They plan to sell their £600,000 home in north Wales to downsize, clearing their mortgage (they still owe £230,000 and currently pay £1,350 a month). “It would be good to keep the house if possible, but it’s a large expense and tricky to maintain,” Mr Edwards says.
Mr and Ms Edwards originally met in the army, and as such both have military pensions. Mr Edwards already draws £10,500 a year from his, but it will not be index-linked until he reaches 57. His current job pays him a salary of £57,000. Ms Edwards will not be drawing from hers until she is 57. Her photography business pays her £3,300 a month.

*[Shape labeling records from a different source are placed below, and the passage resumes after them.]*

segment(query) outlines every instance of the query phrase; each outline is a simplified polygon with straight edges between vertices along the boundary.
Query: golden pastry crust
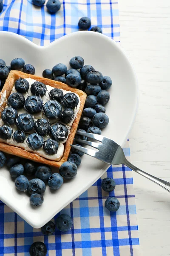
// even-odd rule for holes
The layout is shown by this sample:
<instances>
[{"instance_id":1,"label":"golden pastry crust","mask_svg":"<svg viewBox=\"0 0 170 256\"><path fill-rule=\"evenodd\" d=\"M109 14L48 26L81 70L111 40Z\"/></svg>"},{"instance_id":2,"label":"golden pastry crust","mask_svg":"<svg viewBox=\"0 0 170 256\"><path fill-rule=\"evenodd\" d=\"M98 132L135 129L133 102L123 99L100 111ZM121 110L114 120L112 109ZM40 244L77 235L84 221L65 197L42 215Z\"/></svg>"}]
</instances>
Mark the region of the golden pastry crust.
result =
<instances>
[{"instance_id":1,"label":"golden pastry crust","mask_svg":"<svg viewBox=\"0 0 170 256\"><path fill-rule=\"evenodd\" d=\"M27 150L23 149L20 148L19 148L14 146L12 146L5 143L0 142L0 150L3 151L5 153L23 157L27 158L32 161L38 162L45 164L48 164L55 167L59 168L60 166L65 161L67 161L71 147L70 144L72 144L73 140L77 129L78 125L82 113L83 109L83 107L85 103L85 99L86 98L86 94L83 92L78 89L70 87L60 82L52 80L47 78L44 77L40 77L33 75L29 75L26 73L23 73L21 71L15 70L11 70L6 80L5 84L3 87L2 91L0 93L0 99L1 98L2 95L6 90L6 99L8 99L10 95L11 92L12 90L15 81L19 79L20 77L22 78L31 78L37 81L42 82L45 84L50 85L52 87L57 88L59 89L62 89L66 90L70 90L73 93L75 93L78 94L80 99L80 106L77 113L76 118L75 118L70 130L70 132L68 136L68 139L66 143L64 144L65 149L63 155L61 160L59 161L54 161L52 160L49 160L46 159L42 157L29 152ZM2 106L3 108L6 107L6 103L4 102ZM0 112L0 118L1 117L1 112Z\"/></svg>"}]
</instances>

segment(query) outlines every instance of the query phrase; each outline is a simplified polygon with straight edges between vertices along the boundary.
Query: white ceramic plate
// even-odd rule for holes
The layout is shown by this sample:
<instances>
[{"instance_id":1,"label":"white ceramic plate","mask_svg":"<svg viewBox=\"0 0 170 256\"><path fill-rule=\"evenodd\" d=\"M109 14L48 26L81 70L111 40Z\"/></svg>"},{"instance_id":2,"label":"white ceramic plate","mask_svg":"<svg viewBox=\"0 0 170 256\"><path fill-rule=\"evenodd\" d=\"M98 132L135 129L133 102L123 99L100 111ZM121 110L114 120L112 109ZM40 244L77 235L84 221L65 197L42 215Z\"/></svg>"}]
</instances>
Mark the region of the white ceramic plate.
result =
<instances>
[{"instance_id":1,"label":"white ceramic plate","mask_svg":"<svg viewBox=\"0 0 170 256\"><path fill-rule=\"evenodd\" d=\"M15 58L23 58L26 63L34 66L38 76L59 62L69 67L70 58L79 55L84 58L85 64L92 65L104 76L110 76L113 83L106 106L110 122L102 135L123 146L136 113L138 89L133 67L117 44L101 34L86 31L68 35L41 47L17 35L1 32L0 45L0 58L7 65ZM76 177L55 192L51 192L47 186L44 202L36 209L30 206L26 193L16 189L8 170L3 168L0 169L0 199L31 226L38 228L90 187L108 167L83 156Z\"/></svg>"}]
</instances>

Mr Edwards is also a member of the civil service pension scheme, to which he contributes about 3pc of his salary. Sarah pays £1,000 a month into a private pension with Aviva, she also pays £200 a month into a director’s pension for her business.
In addition they have a rental property that gives them £300 income a month. It has an interest only mortgage with £67,000 outstanding. From this they put £50-100 in their children’s Isas each month. In total they currently have £19,000 in cash savings.
They have about a decade to get the cash together to live their dream – are they being realistic?
Felix Milton, chartered financial planner at Philip J Milton & Company, says:
Mr and Ms Edwards wish to be able to purchase a yacht and have an early retirement with an income of £48,000-£60,000 per year to travel the world whilst they are still able. The old way they will be able to achieve this is by selling some of their property, as the majority of their wealth is held here, with a much lower amount in defined contribution pensions.
In terms of their pension provision, they should look at changing the way they are saving into these to maximise their assets.
Mr Edwards’s military pension will be taxed at his highest rate of income tax and this means they will both start to lose their child benefit as Mr Edwards’s total income will be over the threshold of £60,000 it begins to taper.
As Mr Edwards is a higher rate taxpayer and Sarah is a basic rate taxpayer, pension saving is more valuable to them both in his name as he benefits from 40pc tax relief on his pension contributions whereas Ms Edwards only will benefit from 20pc tax relief.
It would be wise for them to fund Mr Edwards’s existing defined contribution pension with the £1,000 per month they currently put into Ms Edwards’s pension.